Know the ins-and-outs of refinancing personal loans to maximize your savings.
Sometimes paying back a loan can be a little challenging. And refinancing can be your only option, even if it’s a personal loan.
Many people fear having to refinance a personal loan, but it can benefit you when done correctly. One of the factors that needs to be considered before taking that step is the interest rate that will be paid.
Only move forward with the refinancing if the new interest rate you’re being given is lower than the one you had initially.
If the interest rate is higher, you will spend more than you could have spent on the first loan leaving you with more losses.
Another factor you need to consider is your credit score since it is directly connected to the interest rates you’ll be given.
If you have been paying off the first loan properly and have a good score starting at 690, then you are a great candidate for refinancing.
Confirm your credit score and use it to negotiate for a better loan deal-the amount of money you’ll have to pay back also matters and should not be ignored.
The above factors can help you figure out when it’s a good idea to refinance personal loans, but you also need to know the proper steps to follow when looking for the loans.
This is the longest and hardest step, but you cannot ignore it because it determines whether you get the loan. The lender will evaluate your ability to pay back the loan to decide whether or not they should approve or deny it.
The lender usually verifies all your information, including your credit score, but even if you pass all the requirements, they may still reject your request.
You’ll be required to fill out a pre-qualification form, after which your credit history will be assessed.
The lender will determine the risk level they are taking by lending you the money and may decide to deny your request if your score is too low or your history isn’t good. If your request is granted, you will get notification about the loan, including the amount of the loan, terms of payment, and interest rates.
Once you get the offer, you can choose to accept or deny it.
If you accept, you can proceed to apply for the loan, after which you will be asked to provide some additional information for verification purposes.
2. Refinancing Costs
The amount of money you’ll spend on the new loan should not be more than what you were spending on your old loan.
Therefore, your second step is to compare the refinancing costs and the long-term benefits you’ll get from the new loan.
To determine whether you’ll benefit from the new loan;
Start by knowing the total amount of loan you can get by adding your loan balance, the annual percentage rate, and the loan term.
Calculate the new rate and add it to the total amount you owe then compare the number you get with the number you had initially.
3. Repaying the Old Loan
Your third step is to pay the old loan using the new loan. Your lender may transfer the loan directly to your former lender or send it to you.
Make sure you pay back all the former loan so you can pay attention to the new loan.
After transferring the funds, you have to confirm whether the old loan has been closed or not.

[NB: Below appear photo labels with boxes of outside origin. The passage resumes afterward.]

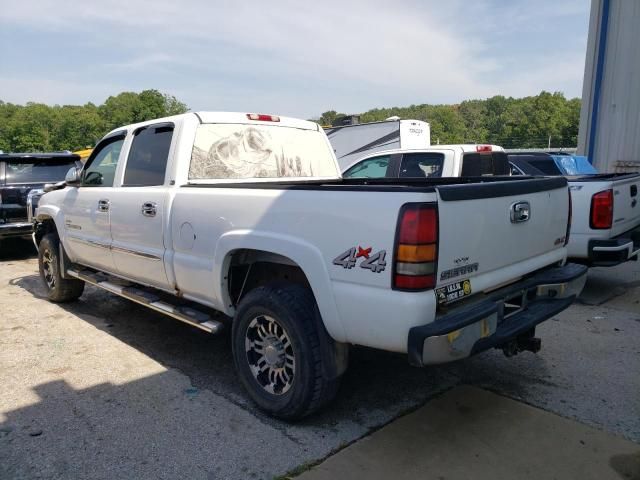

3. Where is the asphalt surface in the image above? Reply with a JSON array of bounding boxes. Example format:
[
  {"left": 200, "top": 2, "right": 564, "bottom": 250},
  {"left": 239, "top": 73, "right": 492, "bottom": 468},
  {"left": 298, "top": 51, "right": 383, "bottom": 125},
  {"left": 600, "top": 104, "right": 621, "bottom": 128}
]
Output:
[{"left": 0, "top": 237, "right": 640, "bottom": 479}]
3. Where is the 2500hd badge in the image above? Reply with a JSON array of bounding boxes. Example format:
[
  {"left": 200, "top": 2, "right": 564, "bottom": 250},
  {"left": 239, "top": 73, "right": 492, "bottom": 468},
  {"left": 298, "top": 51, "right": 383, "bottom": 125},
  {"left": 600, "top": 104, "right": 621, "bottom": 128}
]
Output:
[{"left": 440, "top": 263, "right": 478, "bottom": 280}]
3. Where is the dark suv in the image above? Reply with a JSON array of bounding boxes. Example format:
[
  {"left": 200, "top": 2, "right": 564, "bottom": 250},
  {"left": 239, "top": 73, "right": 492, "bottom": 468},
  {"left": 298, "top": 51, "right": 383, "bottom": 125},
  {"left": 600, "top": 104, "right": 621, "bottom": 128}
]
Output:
[{"left": 0, "top": 153, "right": 82, "bottom": 241}]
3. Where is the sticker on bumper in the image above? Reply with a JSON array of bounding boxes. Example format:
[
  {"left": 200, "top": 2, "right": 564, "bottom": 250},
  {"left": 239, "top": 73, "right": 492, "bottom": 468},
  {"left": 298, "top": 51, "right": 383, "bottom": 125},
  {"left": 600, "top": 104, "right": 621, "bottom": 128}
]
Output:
[{"left": 436, "top": 280, "right": 471, "bottom": 305}]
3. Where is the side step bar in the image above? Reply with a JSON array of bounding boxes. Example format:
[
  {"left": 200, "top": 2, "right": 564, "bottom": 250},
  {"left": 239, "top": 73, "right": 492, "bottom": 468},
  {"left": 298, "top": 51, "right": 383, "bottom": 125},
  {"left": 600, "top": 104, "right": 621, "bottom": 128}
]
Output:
[{"left": 67, "top": 269, "right": 222, "bottom": 333}]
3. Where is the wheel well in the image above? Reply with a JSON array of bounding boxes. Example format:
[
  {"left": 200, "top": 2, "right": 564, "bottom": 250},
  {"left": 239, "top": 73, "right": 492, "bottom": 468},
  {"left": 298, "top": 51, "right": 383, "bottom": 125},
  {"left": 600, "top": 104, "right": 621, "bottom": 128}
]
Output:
[
  {"left": 35, "top": 217, "right": 58, "bottom": 245},
  {"left": 227, "top": 249, "right": 311, "bottom": 305}
]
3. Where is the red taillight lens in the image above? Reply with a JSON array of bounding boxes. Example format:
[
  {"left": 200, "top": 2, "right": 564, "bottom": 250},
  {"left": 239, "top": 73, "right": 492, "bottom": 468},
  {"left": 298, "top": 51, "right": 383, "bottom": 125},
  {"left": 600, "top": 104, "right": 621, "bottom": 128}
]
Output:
[
  {"left": 398, "top": 205, "right": 438, "bottom": 245},
  {"left": 393, "top": 203, "right": 438, "bottom": 291},
  {"left": 589, "top": 189, "right": 613, "bottom": 230},
  {"left": 247, "top": 113, "right": 280, "bottom": 122},
  {"left": 564, "top": 189, "right": 573, "bottom": 247}
]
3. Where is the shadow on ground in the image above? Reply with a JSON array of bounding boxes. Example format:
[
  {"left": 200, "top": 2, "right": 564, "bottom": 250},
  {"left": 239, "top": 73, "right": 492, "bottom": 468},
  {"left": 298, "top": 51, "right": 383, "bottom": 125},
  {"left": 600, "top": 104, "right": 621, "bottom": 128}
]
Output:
[{"left": 0, "top": 238, "right": 38, "bottom": 262}]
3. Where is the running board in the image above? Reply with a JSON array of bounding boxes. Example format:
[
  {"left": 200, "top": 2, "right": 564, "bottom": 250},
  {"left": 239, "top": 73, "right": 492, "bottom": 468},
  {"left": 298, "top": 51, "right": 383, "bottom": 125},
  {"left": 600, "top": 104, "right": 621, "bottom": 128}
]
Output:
[{"left": 67, "top": 269, "right": 222, "bottom": 333}]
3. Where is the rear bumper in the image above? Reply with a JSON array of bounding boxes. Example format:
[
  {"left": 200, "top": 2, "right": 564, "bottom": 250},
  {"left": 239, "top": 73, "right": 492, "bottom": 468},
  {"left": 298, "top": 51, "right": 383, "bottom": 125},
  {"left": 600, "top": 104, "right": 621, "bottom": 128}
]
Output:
[
  {"left": 407, "top": 263, "right": 587, "bottom": 366},
  {"left": 0, "top": 222, "right": 33, "bottom": 239},
  {"left": 588, "top": 228, "right": 640, "bottom": 267}
]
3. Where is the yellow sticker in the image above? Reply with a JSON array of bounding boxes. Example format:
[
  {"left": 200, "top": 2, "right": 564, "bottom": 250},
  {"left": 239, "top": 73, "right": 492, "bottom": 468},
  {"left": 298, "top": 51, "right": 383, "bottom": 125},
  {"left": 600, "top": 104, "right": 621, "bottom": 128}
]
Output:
[{"left": 447, "top": 330, "right": 462, "bottom": 343}]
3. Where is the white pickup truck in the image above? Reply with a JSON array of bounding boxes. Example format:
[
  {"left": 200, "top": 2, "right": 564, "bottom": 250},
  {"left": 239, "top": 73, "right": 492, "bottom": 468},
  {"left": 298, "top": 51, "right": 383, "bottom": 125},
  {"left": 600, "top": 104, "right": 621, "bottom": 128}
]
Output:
[
  {"left": 509, "top": 152, "right": 640, "bottom": 267},
  {"left": 34, "top": 112, "right": 586, "bottom": 419}
]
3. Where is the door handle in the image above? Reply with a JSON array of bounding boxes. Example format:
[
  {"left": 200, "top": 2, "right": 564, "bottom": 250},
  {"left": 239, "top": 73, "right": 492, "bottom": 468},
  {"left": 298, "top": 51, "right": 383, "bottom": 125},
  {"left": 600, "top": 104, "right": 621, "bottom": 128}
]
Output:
[
  {"left": 140, "top": 202, "right": 158, "bottom": 217},
  {"left": 98, "top": 200, "right": 111, "bottom": 212}
]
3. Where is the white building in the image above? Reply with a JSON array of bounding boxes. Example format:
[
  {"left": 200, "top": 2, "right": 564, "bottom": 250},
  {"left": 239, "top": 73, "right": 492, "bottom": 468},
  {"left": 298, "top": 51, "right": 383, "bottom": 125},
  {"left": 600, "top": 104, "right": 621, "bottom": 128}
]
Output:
[{"left": 578, "top": 0, "right": 640, "bottom": 172}]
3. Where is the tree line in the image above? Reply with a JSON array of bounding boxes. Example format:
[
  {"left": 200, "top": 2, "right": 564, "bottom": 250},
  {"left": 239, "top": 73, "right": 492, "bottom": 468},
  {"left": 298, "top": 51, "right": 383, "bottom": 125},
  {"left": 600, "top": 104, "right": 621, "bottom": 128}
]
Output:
[
  {"left": 0, "top": 90, "right": 580, "bottom": 152},
  {"left": 0, "top": 90, "right": 188, "bottom": 152},
  {"left": 313, "top": 91, "right": 580, "bottom": 148}
]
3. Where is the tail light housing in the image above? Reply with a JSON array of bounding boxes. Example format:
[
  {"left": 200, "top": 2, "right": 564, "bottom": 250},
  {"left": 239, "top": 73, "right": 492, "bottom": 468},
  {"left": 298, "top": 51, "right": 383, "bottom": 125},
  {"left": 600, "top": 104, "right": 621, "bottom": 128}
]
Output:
[
  {"left": 564, "top": 188, "right": 573, "bottom": 247},
  {"left": 393, "top": 203, "right": 438, "bottom": 291},
  {"left": 589, "top": 189, "right": 613, "bottom": 230}
]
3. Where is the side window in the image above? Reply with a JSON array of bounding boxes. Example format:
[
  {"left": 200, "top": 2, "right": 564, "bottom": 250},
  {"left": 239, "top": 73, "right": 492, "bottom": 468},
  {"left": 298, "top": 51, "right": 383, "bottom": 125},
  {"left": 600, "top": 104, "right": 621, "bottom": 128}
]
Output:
[
  {"left": 81, "top": 136, "right": 124, "bottom": 187},
  {"left": 122, "top": 124, "right": 173, "bottom": 187},
  {"left": 400, "top": 152, "right": 444, "bottom": 178},
  {"left": 342, "top": 155, "right": 391, "bottom": 178}
]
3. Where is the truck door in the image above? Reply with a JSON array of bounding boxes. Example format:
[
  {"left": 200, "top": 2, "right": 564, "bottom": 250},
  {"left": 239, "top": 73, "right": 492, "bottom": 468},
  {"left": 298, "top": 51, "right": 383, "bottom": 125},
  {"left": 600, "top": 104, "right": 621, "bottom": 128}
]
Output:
[
  {"left": 63, "top": 132, "right": 126, "bottom": 272},
  {"left": 111, "top": 123, "right": 174, "bottom": 288}
]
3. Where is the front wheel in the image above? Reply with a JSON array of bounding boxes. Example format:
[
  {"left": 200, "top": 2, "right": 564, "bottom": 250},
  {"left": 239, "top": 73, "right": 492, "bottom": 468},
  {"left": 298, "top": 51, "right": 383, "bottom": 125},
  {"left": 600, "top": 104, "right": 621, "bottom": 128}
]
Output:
[
  {"left": 232, "top": 284, "right": 339, "bottom": 420},
  {"left": 38, "top": 233, "right": 84, "bottom": 303}
]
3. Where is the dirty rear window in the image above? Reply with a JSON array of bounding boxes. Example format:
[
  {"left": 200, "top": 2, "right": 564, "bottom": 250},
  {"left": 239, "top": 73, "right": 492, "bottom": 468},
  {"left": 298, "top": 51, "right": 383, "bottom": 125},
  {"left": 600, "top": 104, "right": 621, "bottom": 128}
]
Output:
[
  {"left": 5, "top": 159, "right": 75, "bottom": 184},
  {"left": 189, "top": 124, "right": 340, "bottom": 180},
  {"left": 462, "top": 152, "right": 511, "bottom": 177}
]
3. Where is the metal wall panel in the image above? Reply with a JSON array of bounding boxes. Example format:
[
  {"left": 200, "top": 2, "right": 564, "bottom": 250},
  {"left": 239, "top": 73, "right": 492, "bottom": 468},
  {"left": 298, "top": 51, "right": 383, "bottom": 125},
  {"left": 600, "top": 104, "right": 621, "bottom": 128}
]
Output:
[{"left": 578, "top": 0, "right": 640, "bottom": 171}]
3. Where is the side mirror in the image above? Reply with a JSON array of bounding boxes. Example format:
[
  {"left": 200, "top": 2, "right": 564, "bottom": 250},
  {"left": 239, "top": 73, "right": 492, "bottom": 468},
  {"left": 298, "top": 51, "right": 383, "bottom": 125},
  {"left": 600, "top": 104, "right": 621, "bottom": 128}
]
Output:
[
  {"left": 42, "top": 182, "right": 67, "bottom": 193},
  {"left": 64, "top": 167, "right": 81, "bottom": 186}
]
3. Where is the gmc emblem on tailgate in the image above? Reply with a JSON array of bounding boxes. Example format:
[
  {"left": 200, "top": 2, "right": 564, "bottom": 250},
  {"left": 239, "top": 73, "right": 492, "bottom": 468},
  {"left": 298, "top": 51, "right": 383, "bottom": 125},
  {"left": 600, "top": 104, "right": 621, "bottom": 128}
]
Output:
[{"left": 511, "top": 202, "right": 531, "bottom": 223}]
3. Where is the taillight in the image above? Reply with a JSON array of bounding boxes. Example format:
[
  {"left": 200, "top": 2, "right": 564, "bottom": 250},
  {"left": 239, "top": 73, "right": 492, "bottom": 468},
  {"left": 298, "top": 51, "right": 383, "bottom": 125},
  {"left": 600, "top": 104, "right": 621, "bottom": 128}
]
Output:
[
  {"left": 589, "top": 189, "right": 613, "bottom": 229},
  {"left": 564, "top": 188, "right": 573, "bottom": 247},
  {"left": 393, "top": 203, "right": 438, "bottom": 291},
  {"left": 247, "top": 113, "right": 280, "bottom": 122}
]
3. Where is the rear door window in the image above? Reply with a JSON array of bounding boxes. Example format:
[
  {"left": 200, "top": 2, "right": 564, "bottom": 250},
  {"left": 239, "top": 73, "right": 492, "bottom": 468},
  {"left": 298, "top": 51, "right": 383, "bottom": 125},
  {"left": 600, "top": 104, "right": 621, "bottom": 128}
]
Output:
[
  {"left": 5, "top": 159, "right": 75, "bottom": 184},
  {"left": 462, "top": 152, "right": 511, "bottom": 177},
  {"left": 400, "top": 152, "right": 444, "bottom": 178},
  {"left": 343, "top": 155, "right": 391, "bottom": 178},
  {"left": 82, "top": 137, "right": 125, "bottom": 187},
  {"left": 122, "top": 124, "right": 173, "bottom": 187}
]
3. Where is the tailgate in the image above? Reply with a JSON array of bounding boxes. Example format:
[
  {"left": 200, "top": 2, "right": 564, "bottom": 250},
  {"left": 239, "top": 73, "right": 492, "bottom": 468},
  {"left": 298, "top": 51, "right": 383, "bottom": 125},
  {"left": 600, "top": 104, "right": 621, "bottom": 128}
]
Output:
[
  {"left": 611, "top": 175, "right": 640, "bottom": 237},
  {"left": 436, "top": 177, "right": 569, "bottom": 292}
]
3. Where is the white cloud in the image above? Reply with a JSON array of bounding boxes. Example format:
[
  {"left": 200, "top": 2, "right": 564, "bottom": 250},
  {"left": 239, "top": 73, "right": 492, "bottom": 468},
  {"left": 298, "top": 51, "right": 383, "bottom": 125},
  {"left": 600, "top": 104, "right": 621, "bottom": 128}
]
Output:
[{"left": 0, "top": 0, "right": 586, "bottom": 116}]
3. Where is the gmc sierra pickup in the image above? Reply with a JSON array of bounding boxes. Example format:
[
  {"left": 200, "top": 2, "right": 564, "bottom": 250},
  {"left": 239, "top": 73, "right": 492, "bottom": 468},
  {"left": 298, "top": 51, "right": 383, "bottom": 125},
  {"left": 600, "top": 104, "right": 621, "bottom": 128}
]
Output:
[{"left": 34, "top": 112, "right": 586, "bottom": 419}]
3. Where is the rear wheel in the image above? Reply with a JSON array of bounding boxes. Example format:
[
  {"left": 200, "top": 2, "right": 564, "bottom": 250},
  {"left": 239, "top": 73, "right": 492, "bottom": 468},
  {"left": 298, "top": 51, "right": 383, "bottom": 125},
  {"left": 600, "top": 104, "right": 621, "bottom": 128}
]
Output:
[
  {"left": 38, "top": 233, "right": 84, "bottom": 303},
  {"left": 232, "top": 284, "right": 339, "bottom": 420}
]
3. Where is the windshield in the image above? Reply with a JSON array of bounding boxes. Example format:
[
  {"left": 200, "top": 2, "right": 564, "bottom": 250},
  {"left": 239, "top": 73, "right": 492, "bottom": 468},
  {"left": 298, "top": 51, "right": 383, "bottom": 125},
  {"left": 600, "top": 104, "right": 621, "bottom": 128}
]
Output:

Failure to confirm this step could land you in more trouble since any remaining loans will accumulate more fees for you. Make sure your account has zero balance.
4. Repay the New Loan
Your trouble doesn’t end when you pay off the first loan. You have to start making payments towards the new loan as soon as possible to avoid accumulating debts.
You can set up your checking account to make the same amounts of payments at regular intervals.
A lower interest rate is one of the main reasons why refinancing a personal loan is essential to consumers. But that usually only happens when you have a good credit score and credit history.
Another benefit is reduced payment terms, which can also help you save more money in the long term. The faster you can pay your loan, the less interest you’ll have to pay, and the more you’ll end up saving.
There are also several disadvantages that you must consider before deciding to refinance personal loan.
One of the cons is that you could end up paying more interest rates through the longer payment term you’re given.
The longer you end up paying your debt, the more money you’ll spend, thereby running a loss. Another disadvantage is that you could end up paying origination fees, which can add to your overall costs.
Some lenders charge an additional 0% to 8% rates to give out refinance loans.
You could also end up with prepayment penalties, which will not work in your favor.
Most of the time, refinancing makes sense because it extends your repayment duration, which means you can make smaller payments, but some lenders may not easier for you.
You should make sure that your monthly payment can be lower than your initial payments to increase your cash flow and help you pay back other loans you may have.
In case a longer repayment duration isn’t possible, make sure you can pay back the loan within a short time to reduce the interest rate and still allow you to make profits.
You can also try to negotiate for better repayment terms when you intend to pay the loan within a shorter period. Another reason to refinance personal loan is the kind of interest rate you have.
If the current loan charges you a fixed rate and the initial one charges varied rates, you should go ahead with the plan. Fixed rates will be more convenient because you will have to make consistent monthly payments.
With all these, you should be able to make an informed decision on whether to refinance personal loan or not.
The experience differs from every person, so don’t base your choices on the experience someone else had.
Weigh your financial situation and make sure you can pay back the new loan without incurring more charges.
Look for a good lender who will not take advantage of your situation by charging you higher APR.